Vom Verstand her war alles klar, aber die Gefühle,, die mich bewegten, waren andere. Ich war gut vorbereitet, erst Fernseh-Gottesdienst, dann Lieder von CDs lauschen. Natürlich ist es viel emotionaler real in einer Kirche zu sein, mitzusingen und die Worte des Lucas-Evangeliums zu hören. Die aktuelle Situation hieß für mich diesmal im Wohnzimmer zu bleiben und klassische Musik in mich aufzunehmen. Ich muss wohl eingeschlafen sein, das Telefon klingelte. Wer ruft denn in dieser Nacht an? Die Internetplattform „You Toube“ meldete sich. Eine professionelle Männerstimme trug eines dieser wunderbaren Weihnachtsgedichte vor. Dann war es wie bei Annett Lusan, drücken sie die „1“, wenn sie den Absender wissen wollen. Das wollte ich. Es meldete sich Schwester Hanni Sievers. Sie war 2009 Stationsschwester auf der Querschnitt-Station in Bad Berka gewesen. Damals hatten wir ein vertrautes Verhältnis zueinander. Aber seit drei Jahren hörten wir nichts mehr voneinander. Nun erfuhr ich von ihrem schweren Unfall mit angebrochenem Genick. So was kann tödlich sein. Sie brauchte eine lange Zeit, um gesund zu werden. Sie arbeitet jetzt im Bereich B2, Schmerzstation.

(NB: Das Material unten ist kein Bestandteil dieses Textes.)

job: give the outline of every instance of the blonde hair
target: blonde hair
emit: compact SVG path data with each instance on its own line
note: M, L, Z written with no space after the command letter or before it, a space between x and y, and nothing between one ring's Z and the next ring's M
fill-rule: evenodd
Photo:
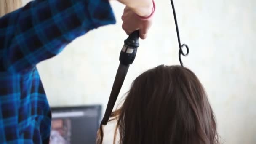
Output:
M18 9L21 5L21 0L0 0L0 17Z

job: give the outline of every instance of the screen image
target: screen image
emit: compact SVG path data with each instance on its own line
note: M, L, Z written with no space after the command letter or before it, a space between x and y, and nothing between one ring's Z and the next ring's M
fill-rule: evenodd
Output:
M50 144L95 144L101 106L51 108Z

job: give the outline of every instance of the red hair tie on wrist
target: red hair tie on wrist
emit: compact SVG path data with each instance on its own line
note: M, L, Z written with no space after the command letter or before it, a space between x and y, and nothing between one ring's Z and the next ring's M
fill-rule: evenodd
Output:
M147 17L144 17L144 16L140 16L138 15L136 15L137 16L138 16L138 17L139 17L139 18L141 19L141 20L144 20L144 21L145 21L145 20L147 20L149 19L150 19L154 15L154 13L155 13L155 1L154 0L152 1L153 1L153 8L152 9L152 13L151 13L151 14L150 14L150 15Z

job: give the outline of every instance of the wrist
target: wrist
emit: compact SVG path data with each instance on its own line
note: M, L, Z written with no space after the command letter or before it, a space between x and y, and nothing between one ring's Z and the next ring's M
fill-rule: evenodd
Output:
M147 17L152 14L155 9L155 3L152 0L147 0L148 3L132 8L133 12L139 17Z
M141 16L141 15L139 15L137 14L137 16L138 16L138 17L140 19L141 19L142 20L148 20L149 19L150 19L152 16L153 16L153 15L154 15L154 13L155 13L155 1L154 1L154 0L152 0L152 6L151 7L151 8L152 8L151 11L150 11L150 13L149 14L144 15L144 16Z

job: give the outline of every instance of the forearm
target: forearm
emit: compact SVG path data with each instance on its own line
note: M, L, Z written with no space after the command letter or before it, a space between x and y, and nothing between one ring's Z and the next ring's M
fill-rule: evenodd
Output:
M33 67L88 31L115 22L105 0L32 1L0 19L0 71Z
M133 10L134 13L141 16L149 16L152 12L152 0L117 0Z

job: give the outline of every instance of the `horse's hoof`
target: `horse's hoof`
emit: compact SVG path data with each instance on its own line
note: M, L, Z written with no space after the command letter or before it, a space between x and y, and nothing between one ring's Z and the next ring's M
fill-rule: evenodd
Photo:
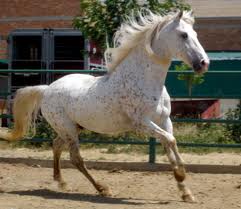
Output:
M67 183L66 182L59 182L58 183L58 187L59 189L63 190L63 191L66 191L67 190Z
M112 196L111 192L107 186L98 184L97 187L98 187L97 190L101 196L103 196L103 197L111 197Z
M184 202L195 203L195 197L192 194L184 194L182 195L182 199Z

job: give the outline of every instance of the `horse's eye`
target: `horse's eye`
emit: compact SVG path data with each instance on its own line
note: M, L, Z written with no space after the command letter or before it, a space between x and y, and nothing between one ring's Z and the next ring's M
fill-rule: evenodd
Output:
M184 40L186 40L186 39L188 38L188 35L187 35L187 33L182 33L182 34L181 34L181 37L182 37Z

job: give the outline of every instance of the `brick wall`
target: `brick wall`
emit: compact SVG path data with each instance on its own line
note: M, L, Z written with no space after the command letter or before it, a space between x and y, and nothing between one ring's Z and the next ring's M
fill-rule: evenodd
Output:
M17 28L71 28L79 0L1 0L0 59L6 37ZM241 50L241 17L197 18L196 31L206 50Z
M0 18L21 16L74 16L79 0L1 0Z
M195 30L205 50L241 51L241 17L197 18Z

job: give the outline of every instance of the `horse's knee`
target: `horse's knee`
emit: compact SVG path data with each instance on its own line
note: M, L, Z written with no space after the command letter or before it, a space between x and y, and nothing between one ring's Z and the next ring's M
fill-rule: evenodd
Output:
M178 182L183 182L186 178L186 171L183 166L174 168L173 170L174 177Z

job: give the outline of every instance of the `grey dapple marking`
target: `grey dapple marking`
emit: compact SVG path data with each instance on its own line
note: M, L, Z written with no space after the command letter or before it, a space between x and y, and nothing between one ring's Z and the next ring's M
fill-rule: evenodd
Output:
M102 195L107 187L96 182L85 168L79 153L80 126L105 134L140 132L158 139L172 165L178 188L185 201L194 201L184 183L184 162L173 136L170 97L164 86L173 57L183 60L197 73L207 70L209 60L193 30L193 17L180 12L162 17L148 14L137 22L130 18L114 38L115 47L107 49L109 74L102 77L72 74L50 86L20 89L14 102L13 130L0 130L0 138L23 137L40 106L43 116L57 132L53 143L54 179L64 187L60 156L64 144L71 162Z

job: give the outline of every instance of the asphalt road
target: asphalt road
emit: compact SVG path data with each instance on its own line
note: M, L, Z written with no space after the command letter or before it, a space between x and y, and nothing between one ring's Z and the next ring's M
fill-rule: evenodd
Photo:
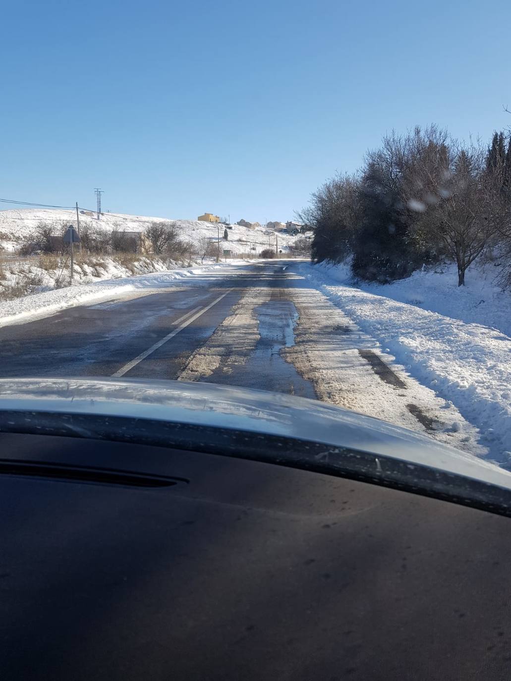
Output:
M176 379L192 353L203 345L231 314L247 289L279 289L291 285L285 262L249 264L226 274L196 275L188 284L170 281L163 289L141 289L125 297L69 308L50 317L0 328L0 377L125 376L127 378ZM261 314L273 315L273 337L289 332L293 311L282 315L278 300ZM286 317L287 314L287 317ZM284 338L285 341L285 338ZM273 352L287 379L300 383L291 365ZM278 345L278 343L277 343ZM292 392L274 366L255 353L253 370L243 373L238 385ZM274 362L275 364L275 362ZM265 366L267 371L265 372ZM298 391L313 397L310 385ZM294 392L294 390L293 390Z

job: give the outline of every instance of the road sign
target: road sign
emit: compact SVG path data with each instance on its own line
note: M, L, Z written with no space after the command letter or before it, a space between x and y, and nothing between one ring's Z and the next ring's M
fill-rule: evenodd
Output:
M67 231L64 234L63 241L65 244L80 243L80 235L74 227L67 227Z

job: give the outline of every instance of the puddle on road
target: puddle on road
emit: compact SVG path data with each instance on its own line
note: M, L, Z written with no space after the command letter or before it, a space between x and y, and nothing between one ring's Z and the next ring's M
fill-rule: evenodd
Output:
M270 300L254 308L260 338L256 349L241 364L231 364L226 374L221 368L208 378L211 383L229 383L315 399L314 388L281 355L281 350L294 345L294 324L298 313L290 300Z

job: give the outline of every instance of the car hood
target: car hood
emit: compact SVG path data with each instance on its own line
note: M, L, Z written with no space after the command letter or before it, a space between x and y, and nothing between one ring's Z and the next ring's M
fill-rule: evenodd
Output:
M0 411L30 412L34 420L37 413L121 417L279 436L324 445L327 458L329 447L343 447L511 489L507 471L424 435L324 402L261 390L177 381L4 379ZM72 422L67 423L73 434Z

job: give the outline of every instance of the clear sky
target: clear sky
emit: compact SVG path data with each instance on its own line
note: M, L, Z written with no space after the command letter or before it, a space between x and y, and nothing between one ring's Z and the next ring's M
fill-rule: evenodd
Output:
M2 198L285 221L392 128L511 125L510 0L20 0L0 20Z

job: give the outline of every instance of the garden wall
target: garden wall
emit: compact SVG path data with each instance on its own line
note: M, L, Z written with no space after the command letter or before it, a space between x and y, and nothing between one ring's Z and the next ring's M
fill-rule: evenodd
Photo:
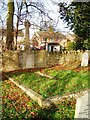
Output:
M27 68L44 68L57 64L81 61L82 51L48 52L37 51L6 51L2 57L3 71Z

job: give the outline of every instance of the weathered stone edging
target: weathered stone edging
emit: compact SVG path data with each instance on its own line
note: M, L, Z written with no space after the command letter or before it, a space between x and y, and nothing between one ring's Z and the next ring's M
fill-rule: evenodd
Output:
M38 75L40 75L40 76L44 76L44 77L47 77L47 78L50 78L50 79L53 78L53 77L51 77L51 76L49 76L49 75L46 75L46 74L44 74L44 73L41 73L40 71L35 72L35 73L38 74Z
M18 82L15 82L12 78L9 78L15 85L21 88L31 99L35 100L41 107L50 106L50 102L48 100L44 101L44 97L38 94L37 92L31 90L30 88L25 87L24 85L20 85Z

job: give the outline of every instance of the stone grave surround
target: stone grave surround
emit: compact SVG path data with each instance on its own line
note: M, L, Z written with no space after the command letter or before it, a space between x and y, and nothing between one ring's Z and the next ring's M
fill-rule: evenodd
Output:
M90 120L90 91L77 99L75 118Z

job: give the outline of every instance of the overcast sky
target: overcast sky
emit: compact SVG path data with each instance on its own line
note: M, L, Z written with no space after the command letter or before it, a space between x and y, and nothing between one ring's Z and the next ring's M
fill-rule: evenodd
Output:
M17 1L19 1L19 0L17 0ZM57 23L57 25L55 26L55 29L64 34L71 32L69 30L69 28L65 28L65 27L67 27L67 25L65 23L63 23L63 20L60 19L59 7L58 7L59 2L65 1L65 2L70 3L70 0L27 0L27 1L43 3L45 12L53 19L53 24L56 25L56 23ZM53 2L54 2L54 4L53 4ZM5 15L5 17L6 17L7 11L6 11L6 14L5 13L2 13L2 14L3 14L3 16ZM36 17L33 17L32 19L30 17L28 18L31 23L33 23L33 22L36 23L37 21L39 21L39 17L37 17L37 15L35 15L35 16ZM48 21L47 18L45 18L45 20ZM36 23L36 24L38 24L38 23ZM24 27L24 26L22 26L22 27ZM36 31L36 29L33 29L33 25L32 25L31 29L30 29L30 37L32 37L32 35L35 31Z

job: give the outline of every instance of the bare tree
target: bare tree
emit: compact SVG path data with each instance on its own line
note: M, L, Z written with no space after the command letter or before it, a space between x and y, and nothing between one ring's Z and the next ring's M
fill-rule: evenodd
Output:
M13 16L14 16L14 0L8 0L8 15L7 15L7 38L6 47L9 50L13 49Z

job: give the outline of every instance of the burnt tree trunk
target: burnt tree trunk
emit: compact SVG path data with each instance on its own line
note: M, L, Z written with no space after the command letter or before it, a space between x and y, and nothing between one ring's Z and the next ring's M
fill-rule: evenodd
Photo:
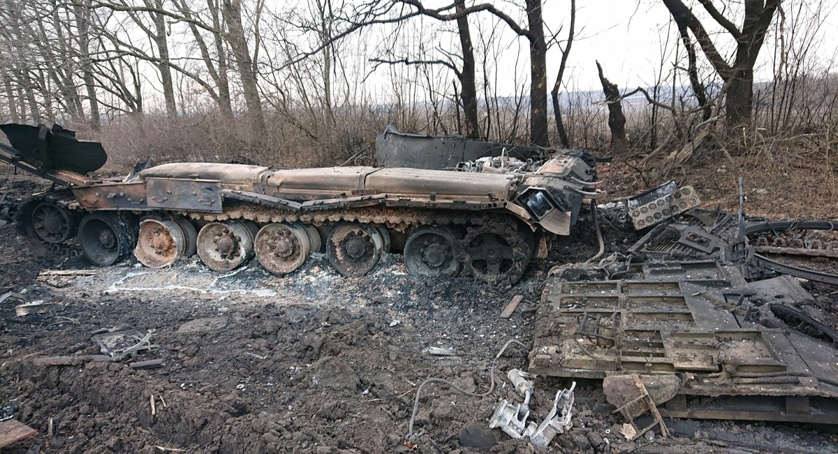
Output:
M265 114L262 111L261 100L259 98L256 73L254 70L253 61L247 48L247 39L245 38L245 30L241 24L241 1L224 0L221 14L227 24L227 42L233 50L239 77L241 79L253 138L254 141L258 141L264 137L266 131Z
M736 39L736 57L732 63L722 55L713 43L713 36L682 0L662 2L679 30L689 29L692 33L716 74L727 85L725 98L727 128L750 123L753 101L753 65L780 0L744 0L745 14L741 26L722 16L712 2L701 2L712 20Z
M544 39L541 0L526 0L530 39L530 140L550 147L547 131L547 44Z
M460 14L465 10L465 0L455 0L456 12ZM460 80L460 101L463 102L463 112L465 116L466 136L479 137L480 124L477 117L477 83L474 70L474 46L471 40L471 29L468 28L468 15L463 14L457 18L457 31L460 37L460 48L463 50L463 69L458 75Z
M597 62L599 81L603 84L603 93L608 105L608 129L611 130L611 152L623 152L628 149L626 137L626 116L623 115L623 103L617 84L612 83L603 74L603 67Z
M676 21L677 22L677 21ZM686 49L687 69L686 72L690 75L690 85L692 87L692 93L698 101L698 106L701 108L701 120L706 121L712 114L712 106L707 101L707 90L698 79L698 65L696 61L696 46L692 44L690 34L687 33L686 24L683 22L677 23L678 32L680 34L681 42Z
M79 58L81 60L81 80L87 91L87 101L91 106L91 118L89 124L94 131L101 127L101 119L99 117L99 100L96 97L96 80L93 77L93 63L91 61L90 32L91 14L90 2L85 0L83 4L73 6L75 13L75 23L79 29Z
M559 89L561 88L561 80L564 79L565 68L567 67L567 57L571 53L571 47L573 45L573 34L576 33L576 0L571 0L571 27L567 34L567 44L561 49L561 60L559 62L559 72L556 75L556 83L553 84L553 90L550 95L553 101L553 115L556 116L556 132L559 134L559 141L561 147L571 147L571 141L567 137L567 132L565 131L565 123L561 120L561 106L559 104Z
M154 8L163 9L163 0L156 0ZM152 13L154 21L154 41L160 54L160 62L158 70L160 71L160 81L163 83L163 97L166 104L166 115L169 118L178 116L178 108L174 102L174 85L172 80L172 68L168 63L168 43L166 41L166 18L159 13Z

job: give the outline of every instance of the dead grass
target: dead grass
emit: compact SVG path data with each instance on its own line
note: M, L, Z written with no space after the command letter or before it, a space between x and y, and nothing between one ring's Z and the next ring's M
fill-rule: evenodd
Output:
M741 143L740 143L741 145ZM704 150L686 165L659 161L638 169L642 156L617 157L600 174L609 182L609 196L628 196L667 179L691 184L706 208L721 204L738 210L737 178L745 179L746 212L767 218L838 218L838 139L828 131L745 141L731 153L728 144ZM726 152L727 151L727 152ZM649 178L649 174L656 178Z

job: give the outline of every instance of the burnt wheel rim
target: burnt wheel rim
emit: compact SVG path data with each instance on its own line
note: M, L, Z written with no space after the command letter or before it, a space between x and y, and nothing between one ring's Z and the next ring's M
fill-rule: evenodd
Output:
M32 210L32 227L35 235L47 243L60 243L75 235L73 214L53 204L39 204Z
M198 234L198 255L210 270L229 271L253 256L256 227L240 221L211 222Z
M149 268L168 266L194 251L190 233L174 219L147 218L140 222L134 255Z
M443 227L419 228L405 243L405 267L414 276L454 276L458 255L454 235Z
M328 261L346 276L364 276L381 259L384 240L375 227L362 224L339 224L329 233L326 245Z
M88 214L79 224L79 244L94 265L108 266L127 255L134 242L129 223L112 213Z
M283 276L303 266L312 250L310 232L297 224L269 224L256 234L256 260L272 274Z
M533 250L532 234L514 220L490 220L467 229L466 265L475 279L511 285L524 275Z

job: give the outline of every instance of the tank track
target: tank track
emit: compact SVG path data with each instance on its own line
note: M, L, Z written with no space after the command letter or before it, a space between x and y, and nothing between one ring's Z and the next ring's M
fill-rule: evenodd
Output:
M18 237L36 254L54 254L60 256L75 257L81 255L81 250L74 240L63 243L48 243L42 240L32 227L31 214L35 206L43 202L50 202L59 206L72 209L80 216L88 214L87 210L79 208L74 203L75 199L70 191L60 191L41 194L30 198L19 206L15 214L15 224ZM173 216L184 216L192 221L216 222L226 220L250 220L260 224L270 223L299 222L303 224L322 226L324 224L341 222L353 222L385 226L395 232L407 234L412 230L423 225L445 225L459 232L463 248L458 259L467 265L463 267L461 276L472 275L493 283L510 285L520 279L533 249L537 245L533 232L523 222L508 213L478 213L466 210L432 210L413 208L398 207L369 207L354 209L338 209L308 213L284 213L276 209L263 206L238 204L230 206L223 213L203 213L181 210L157 210L153 212L135 212L134 214L142 217L152 213L166 214ZM491 279L484 272L470 269L471 263L466 244L474 235L482 232L496 231L504 238L512 247L515 265L507 272L496 279Z

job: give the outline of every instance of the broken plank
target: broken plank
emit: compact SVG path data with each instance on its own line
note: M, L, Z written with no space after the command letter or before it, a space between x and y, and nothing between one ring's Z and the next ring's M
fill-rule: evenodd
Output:
M500 312L500 317L510 318L510 317L512 317L512 312L515 312L515 309L518 307L518 305L520 304L521 301L523 300L524 300L523 295L515 295L515 297L512 297L512 300L510 301L510 303L506 305L506 307L504 308L504 311Z
M135 361L128 364L131 369L157 369L163 367L163 359L148 359L146 361Z
M113 361L113 358L105 354L44 356L33 359L32 364L35 366L71 366L86 361Z
M44 302L43 301L36 301L16 306L14 307L14 313L18 317L23 317L34 313L57 312L63 311L64 308L64 302Z
M93 270L44 270L38 276L96 276Z
M0 447L26 440L37 433L38 431L17 420L6 420L0 422Z

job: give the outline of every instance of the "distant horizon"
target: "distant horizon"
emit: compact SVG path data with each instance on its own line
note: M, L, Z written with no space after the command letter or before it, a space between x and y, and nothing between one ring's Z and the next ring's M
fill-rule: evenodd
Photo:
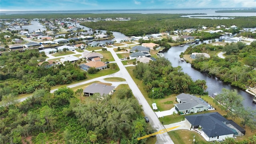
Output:
M136 9L95 9L95 10L48 10L47 12L61 11L126 11L126 10L242 10L256 9L256 8L136 8ZM0 12L44 12L46 10L2 10Z
M0 12L252 8L256 0L1 0L0 7Z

Heilig Abend war für Hanni frei und da schickte sie mir diesen großartigen Gruß. Ich habe mich nicht nur riesig gefreut, es war für mich ein Dankeschön und Hoffnungszeichen. Nun wusste ich, ich bin nicht allein und ich würde Kraft neu entwickeln können für Kernaufgaben im Jahr 2013.
Wer nicht an Wunder in der Heiligen Nacht glaubt, ist zu bedauern.